A typical PostgresML deployment consists of two parts: the PostgreSQL extension, and the dashboard web app. The extension provides all the machine learning functionality, and can be used independently. The dashboard provides a system overview for easier management, and notebooks for writing experiments.
The extension can be installed by compiling it from source, or if you're using Ubuntu 22.04, from our package repository.
!!! tip
If you're just looking to try PostgresML without installing it on your system, take a look at our Quick Start with Docker guide.
!!!
To get the source code for PostgresML, you can clone our Github repository:
git clone https://github.com/postgresml/postgresmlWe provide a Brewfile that will install all the necessary dependencies for compiling PostgresML from source:
cd pgml-extension && \
brew bundleRust
PostgresML is written in Rust, so you'll need to install the latest compiler from rust-lang.org. Additionally, we use the Rust PostgreSQL extension framework pgrx, which requires some initialization steps:
cargo install cargo-pgrx --version 0.9.8 && \
cargo pgrx initThis step will take a few minutes. Perfect opportunity to get a coffee while you wait.

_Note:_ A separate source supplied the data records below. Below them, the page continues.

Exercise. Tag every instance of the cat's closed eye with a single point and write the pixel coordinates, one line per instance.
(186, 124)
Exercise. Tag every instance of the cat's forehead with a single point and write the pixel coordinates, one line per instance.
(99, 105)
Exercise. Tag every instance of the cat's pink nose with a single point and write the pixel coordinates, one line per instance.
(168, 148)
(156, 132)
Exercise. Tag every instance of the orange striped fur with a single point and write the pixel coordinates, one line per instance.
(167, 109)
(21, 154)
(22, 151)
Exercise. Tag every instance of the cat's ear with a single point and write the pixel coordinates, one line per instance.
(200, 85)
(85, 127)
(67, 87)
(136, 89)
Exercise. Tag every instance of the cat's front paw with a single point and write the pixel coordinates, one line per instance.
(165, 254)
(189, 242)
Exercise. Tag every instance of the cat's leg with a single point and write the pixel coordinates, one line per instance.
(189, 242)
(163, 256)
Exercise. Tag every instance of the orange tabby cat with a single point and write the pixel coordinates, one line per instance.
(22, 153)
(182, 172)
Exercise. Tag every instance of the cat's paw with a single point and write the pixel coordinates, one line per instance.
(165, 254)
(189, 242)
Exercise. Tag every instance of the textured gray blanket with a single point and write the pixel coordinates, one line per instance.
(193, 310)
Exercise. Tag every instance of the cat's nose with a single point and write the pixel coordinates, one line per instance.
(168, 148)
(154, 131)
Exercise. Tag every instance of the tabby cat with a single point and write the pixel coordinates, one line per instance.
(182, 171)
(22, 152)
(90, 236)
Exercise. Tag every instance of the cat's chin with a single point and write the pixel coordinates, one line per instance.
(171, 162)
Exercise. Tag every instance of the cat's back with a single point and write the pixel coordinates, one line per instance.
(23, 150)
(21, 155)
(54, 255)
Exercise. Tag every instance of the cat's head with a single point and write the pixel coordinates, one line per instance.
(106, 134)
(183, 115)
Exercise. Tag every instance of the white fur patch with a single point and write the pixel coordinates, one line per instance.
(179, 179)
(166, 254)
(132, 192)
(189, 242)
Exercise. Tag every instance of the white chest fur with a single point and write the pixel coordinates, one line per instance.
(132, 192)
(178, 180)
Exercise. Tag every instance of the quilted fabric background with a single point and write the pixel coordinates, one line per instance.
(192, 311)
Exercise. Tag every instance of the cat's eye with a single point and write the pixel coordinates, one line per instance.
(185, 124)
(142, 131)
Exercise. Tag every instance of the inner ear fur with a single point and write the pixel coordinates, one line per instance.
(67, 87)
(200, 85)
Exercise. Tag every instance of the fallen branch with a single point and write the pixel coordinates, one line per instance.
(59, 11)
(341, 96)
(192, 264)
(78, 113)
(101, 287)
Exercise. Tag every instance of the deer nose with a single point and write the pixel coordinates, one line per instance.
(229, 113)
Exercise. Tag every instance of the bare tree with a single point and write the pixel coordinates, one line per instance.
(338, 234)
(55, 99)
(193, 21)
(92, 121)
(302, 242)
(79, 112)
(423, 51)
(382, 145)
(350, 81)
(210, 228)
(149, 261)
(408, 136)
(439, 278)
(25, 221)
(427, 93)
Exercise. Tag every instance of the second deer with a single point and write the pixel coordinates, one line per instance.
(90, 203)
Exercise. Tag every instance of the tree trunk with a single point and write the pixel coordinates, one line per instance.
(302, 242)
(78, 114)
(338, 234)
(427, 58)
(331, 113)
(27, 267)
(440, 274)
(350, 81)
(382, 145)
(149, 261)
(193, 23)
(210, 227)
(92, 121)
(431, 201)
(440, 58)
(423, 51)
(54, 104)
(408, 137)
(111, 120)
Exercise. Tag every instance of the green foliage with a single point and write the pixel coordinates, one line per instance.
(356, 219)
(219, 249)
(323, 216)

With all the dependencies installed, you can compile and install the extension:
cargo pgrx installThis will compile all the necessary packages, including Rust bindings to XGBoost and LightGBM, together with Python support for Hugging Face transformers and Scikit-learn. The extension will be automatically installed into the PostgreSQL installation created by the postgresql@15 Homebrew formula.
PostgresML uses Python packages to provide support for Hugging Face LLMs and Scikit-learn algorithms and models. To make this work on your system, you have two options: install those packages into a virtual environment (strongly recommended), or install them globally.
=== "Virtual environment"
To install the necessary Python packages into a virtual environment, use the virtualenv tool installed previously by Homebrew:
virtualenv pgml-venv && \
source pgml-venv/bin/activate && \
pip install -r requirements.txt && \
pip install -r requirements-xformers.txt --no-dependencies=== "Globally"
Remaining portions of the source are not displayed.